Page MenuHomePhabricator

Audit GrowthExperiments for XSS vulnerabilities
Closed, ResolvedPublicSecurity

Description

Few moments ago, I filled tasks for a couple of XSS vulnerabilities found in GrowthExperiments. SInce there's at least three of them (and I could probably find more, as it didn't take much effort after I spotted the initial one, T289063), I'm also filling an auditing task to systematically look for similar pattern in the rest of GrowthExperiments codebase, to make sure nothing was missed.

The general pattern is that DashboardModule abstract class, that's used for creating modularized dashboard special pages calls methods like getFooter, which is then displayed in a standard place of the module. For getFooter(), the output ends up in the footer.

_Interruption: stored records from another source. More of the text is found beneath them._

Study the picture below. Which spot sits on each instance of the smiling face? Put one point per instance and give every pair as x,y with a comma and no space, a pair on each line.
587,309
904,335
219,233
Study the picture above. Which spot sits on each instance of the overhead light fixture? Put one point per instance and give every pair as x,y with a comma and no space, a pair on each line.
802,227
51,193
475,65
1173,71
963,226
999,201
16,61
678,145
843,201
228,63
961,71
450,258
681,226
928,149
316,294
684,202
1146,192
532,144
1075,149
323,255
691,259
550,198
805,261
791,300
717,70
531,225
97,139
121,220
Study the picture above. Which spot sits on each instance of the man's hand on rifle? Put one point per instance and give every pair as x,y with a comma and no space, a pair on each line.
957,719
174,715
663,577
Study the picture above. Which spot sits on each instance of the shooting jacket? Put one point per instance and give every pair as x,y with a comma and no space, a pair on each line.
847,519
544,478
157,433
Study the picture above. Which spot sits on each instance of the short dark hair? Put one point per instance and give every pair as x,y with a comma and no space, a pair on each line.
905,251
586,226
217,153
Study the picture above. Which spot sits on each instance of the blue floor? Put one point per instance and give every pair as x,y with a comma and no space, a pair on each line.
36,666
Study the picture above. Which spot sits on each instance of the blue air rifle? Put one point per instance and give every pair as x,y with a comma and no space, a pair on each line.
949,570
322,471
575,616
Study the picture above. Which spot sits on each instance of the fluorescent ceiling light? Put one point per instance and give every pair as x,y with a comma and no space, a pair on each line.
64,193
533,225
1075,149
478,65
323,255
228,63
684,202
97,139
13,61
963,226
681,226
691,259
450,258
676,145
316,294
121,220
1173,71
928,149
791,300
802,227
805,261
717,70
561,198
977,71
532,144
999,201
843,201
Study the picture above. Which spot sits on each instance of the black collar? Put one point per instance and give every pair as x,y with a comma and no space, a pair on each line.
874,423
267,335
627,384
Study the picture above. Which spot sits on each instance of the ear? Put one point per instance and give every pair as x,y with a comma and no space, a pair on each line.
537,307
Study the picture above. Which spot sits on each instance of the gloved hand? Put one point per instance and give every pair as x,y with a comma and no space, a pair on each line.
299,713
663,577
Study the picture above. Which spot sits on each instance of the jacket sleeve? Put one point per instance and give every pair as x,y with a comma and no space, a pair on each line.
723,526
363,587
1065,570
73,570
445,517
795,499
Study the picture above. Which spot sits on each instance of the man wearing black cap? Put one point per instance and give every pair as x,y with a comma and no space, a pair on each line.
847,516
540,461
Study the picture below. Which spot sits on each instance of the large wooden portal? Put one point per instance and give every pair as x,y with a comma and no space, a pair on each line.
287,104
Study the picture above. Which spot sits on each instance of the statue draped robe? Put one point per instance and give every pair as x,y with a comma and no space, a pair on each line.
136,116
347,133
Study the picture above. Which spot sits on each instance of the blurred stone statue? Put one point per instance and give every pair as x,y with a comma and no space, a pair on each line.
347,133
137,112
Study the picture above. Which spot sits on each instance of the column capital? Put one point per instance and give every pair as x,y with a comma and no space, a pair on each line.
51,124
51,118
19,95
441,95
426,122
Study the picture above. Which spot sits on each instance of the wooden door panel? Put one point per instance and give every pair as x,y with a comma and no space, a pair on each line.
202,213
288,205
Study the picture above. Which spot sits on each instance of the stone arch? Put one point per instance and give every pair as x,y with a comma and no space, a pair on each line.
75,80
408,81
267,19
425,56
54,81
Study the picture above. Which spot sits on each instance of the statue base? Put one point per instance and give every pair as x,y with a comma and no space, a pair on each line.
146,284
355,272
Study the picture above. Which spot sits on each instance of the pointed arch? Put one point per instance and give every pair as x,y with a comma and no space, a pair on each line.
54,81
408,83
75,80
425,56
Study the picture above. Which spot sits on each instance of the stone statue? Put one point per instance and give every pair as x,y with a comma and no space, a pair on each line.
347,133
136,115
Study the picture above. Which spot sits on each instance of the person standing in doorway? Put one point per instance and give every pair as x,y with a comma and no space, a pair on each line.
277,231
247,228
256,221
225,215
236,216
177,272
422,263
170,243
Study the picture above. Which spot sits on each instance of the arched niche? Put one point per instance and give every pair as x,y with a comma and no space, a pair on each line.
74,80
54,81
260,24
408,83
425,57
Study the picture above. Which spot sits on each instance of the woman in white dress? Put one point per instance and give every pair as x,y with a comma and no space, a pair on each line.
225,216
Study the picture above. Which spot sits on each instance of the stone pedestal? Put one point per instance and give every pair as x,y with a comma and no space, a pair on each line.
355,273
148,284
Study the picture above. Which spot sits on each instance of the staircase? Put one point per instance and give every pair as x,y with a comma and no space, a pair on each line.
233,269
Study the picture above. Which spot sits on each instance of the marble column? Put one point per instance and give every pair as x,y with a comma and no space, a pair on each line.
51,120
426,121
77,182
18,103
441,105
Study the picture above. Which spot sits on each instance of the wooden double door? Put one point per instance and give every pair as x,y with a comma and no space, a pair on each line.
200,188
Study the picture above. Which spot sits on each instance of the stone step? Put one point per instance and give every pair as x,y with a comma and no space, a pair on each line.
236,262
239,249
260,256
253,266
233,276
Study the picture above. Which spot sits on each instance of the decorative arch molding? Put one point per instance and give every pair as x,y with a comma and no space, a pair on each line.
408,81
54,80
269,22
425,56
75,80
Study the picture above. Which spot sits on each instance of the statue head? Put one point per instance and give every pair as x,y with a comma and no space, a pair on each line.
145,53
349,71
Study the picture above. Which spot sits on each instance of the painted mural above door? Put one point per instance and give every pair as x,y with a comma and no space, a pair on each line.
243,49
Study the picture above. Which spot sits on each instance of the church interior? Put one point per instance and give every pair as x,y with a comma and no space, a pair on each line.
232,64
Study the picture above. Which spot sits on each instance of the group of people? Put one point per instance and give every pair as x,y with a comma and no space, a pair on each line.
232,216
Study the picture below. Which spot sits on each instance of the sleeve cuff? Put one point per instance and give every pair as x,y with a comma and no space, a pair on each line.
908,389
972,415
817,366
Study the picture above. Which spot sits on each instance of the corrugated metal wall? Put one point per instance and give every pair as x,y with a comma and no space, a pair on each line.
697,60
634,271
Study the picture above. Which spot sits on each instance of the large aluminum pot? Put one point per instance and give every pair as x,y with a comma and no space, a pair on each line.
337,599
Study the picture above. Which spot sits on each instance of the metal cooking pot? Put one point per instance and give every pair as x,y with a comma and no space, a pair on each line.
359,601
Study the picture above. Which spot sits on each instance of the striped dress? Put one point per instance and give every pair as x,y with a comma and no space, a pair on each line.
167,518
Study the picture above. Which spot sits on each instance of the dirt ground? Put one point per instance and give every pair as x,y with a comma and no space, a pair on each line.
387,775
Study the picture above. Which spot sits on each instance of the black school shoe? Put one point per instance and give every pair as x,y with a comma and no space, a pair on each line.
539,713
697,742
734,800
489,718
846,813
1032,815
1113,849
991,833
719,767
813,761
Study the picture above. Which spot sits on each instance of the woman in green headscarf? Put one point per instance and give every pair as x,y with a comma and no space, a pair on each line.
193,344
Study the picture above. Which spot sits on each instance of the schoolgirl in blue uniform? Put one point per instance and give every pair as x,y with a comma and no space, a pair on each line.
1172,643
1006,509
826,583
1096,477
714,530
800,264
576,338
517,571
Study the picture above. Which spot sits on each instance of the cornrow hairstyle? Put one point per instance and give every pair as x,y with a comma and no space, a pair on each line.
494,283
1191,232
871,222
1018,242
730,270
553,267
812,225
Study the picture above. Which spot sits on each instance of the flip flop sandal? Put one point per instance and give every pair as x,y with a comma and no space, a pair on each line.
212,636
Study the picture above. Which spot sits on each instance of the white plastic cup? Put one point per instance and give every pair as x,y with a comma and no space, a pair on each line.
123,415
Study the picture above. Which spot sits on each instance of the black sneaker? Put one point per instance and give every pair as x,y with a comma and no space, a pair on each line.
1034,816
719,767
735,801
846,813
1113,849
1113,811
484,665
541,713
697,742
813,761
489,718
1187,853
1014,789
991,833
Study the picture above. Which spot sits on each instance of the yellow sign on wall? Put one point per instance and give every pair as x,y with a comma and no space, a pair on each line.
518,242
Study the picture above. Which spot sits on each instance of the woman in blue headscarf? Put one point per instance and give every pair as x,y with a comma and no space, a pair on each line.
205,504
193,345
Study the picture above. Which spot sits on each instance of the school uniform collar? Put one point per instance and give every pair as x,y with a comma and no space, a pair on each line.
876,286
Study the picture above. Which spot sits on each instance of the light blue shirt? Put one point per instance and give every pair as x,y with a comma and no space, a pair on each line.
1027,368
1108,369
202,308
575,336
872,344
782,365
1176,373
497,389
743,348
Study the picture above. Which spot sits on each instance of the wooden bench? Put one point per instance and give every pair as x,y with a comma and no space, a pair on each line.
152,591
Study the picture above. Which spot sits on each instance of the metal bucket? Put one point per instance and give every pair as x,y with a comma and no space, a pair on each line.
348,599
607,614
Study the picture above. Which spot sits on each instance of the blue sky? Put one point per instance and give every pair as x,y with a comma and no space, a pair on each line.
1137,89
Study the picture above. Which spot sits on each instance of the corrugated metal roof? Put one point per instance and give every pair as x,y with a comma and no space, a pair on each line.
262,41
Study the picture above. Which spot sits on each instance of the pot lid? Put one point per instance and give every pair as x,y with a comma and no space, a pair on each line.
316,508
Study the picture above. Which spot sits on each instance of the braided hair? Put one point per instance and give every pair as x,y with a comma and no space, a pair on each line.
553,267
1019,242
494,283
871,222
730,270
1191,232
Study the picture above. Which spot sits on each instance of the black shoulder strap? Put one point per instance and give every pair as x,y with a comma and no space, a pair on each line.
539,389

The caveat is that those method are expected to output raw HTML, rather than strings. It's possible to output raw messages, but in that case, ->parse() or ->escaped() must be used. This caused several XSS vulns in the codebase.

IMO, that pattern is not ideal -- it's very easy to make a mistake. I think that instead, something like HtmlArmor should be used to mark HTML that's intentionally raw HTML, treating everything else as text that needs to be escaped.

Event Timeline

Urbanecm_WMF closed subtask Restricted Task as Invalid.Aug 17 2021, 3:09 PM

One thing to audit here is why the phan-taint plugin did not flag these issues (which seem fairly straightforward).

One thing to audit here is why the phan-taint plugin did not flag these issues (which seem fairly straightforward).

I'm not sure this type of check is fairly straight-forward, at least not for phan-taint-check. There may be a depth issue going on in this case as there are at least a few layers of class/interface/function obfuscation going on before the messages from the various header and subheader content methods are actually rendered. In contrast, phan-taint-check finds these when they are immediately echo'd, as in this test patch set: https://gerrit.wikimedia.org/r/713693. @Daimona might have more thoughts on this, as they are far more intimate with the phan-taint-check code at this point. But again, this may or may not be an easy fix for phan-taint-check.

One thing to audit here is why the phan-taint plugin did not flag these issues (which seem fairly straightforward).

I'm not sure this type of check is fairly straight-forward, at least not for phan-taint-check. There may be a depth issue going on in this case as there are at least a few layers of class/interface/function obfuscation going on before the messages from the various header and subheader content methods are actually rendered. In contrast, phan-taint-check finds these when they are immediately echo'd, as in this test patch set: https://gerrit.wikimedia.org/r/713693. @Daimona might have more thoughts on this, as they are far more intimate with the phan-taint-check code at this point. But again, this may or may not be an easy fix for phan-taint-check.

I'm going to reply taking T289063 as an example, particularly the one in Resources caused by the growthexperiments-mentor-dashboard-resources-intro message, but I think the same applies to all other issues. Essentially, taint-check doesn't use information from methods declared in subclasses; that is, the following is a minimum test that reproduces this issue:

class Main {
	function doFoo() {
		echo $this->getBaz(); // Should report an XSS here, but it doesn't
	}
	function getBaz() {
		return 'x';
	}
}

class Child extends Main {
	function getBaz() {
		return $_GET['x'];
	}
}

This seems to be a limitation of phan as well, see demo. I'm not even sure if phan offers an API for retrieving a list of subclasses of a given class. If it does, then resolving this would be easy, but then I'd be concerned about performance.

I've created T289314 anyway.

Per the discussion in T289314, we should probably add @return-taint html to the appropriate DashboardModule methods.

Per the discussion in T289314, we should probably add @return-taint html to the appropriate DashboardModule methods.

+1

Would it make sense to note the subclass issue and task here: https://www.mediawiki.org/wiki/Continuous_integration/Phan#Known_Problems ?

I'd say even the taint-check README would make sense; I'll be happy to review if you want to send a PR. Also, I'm not 100% sure, but I looked again and I think phan doesn't provide any way to list the subclasses of a given class, nor does it seem to store this information internally, so it should be noted that this is an upstream limitation. Checking up with upstream could also make sense.

Noting here that while T289314 does solve the bigger issue, the specific example in GrowthExperiments still goes undetected. That's essentially blocked on r681443, since you're calling buildElement() which calls rawElement() which preserves the taintedness of the content.

Urbanecm changed the visibility from "Custom Policy" to "Public (No Login Required)".Sep 9 2021, 7:46 PM
Urbanecm changed the edit policy from "Custom Policy" to "All Users".

Task published, as there's no private info apart from what is in the (now public) subtasks.

kostajh claimed this task.

I'm tentatively marking this as resolved, although if there are more specific tasks we could reopen.

The specific task would be to search for all lines where we transform a message without escaping (so ->text() and ->plain() in PHP, .plain(), .text() and .msg(...) in Javascrit) and make sure they are handled correctly.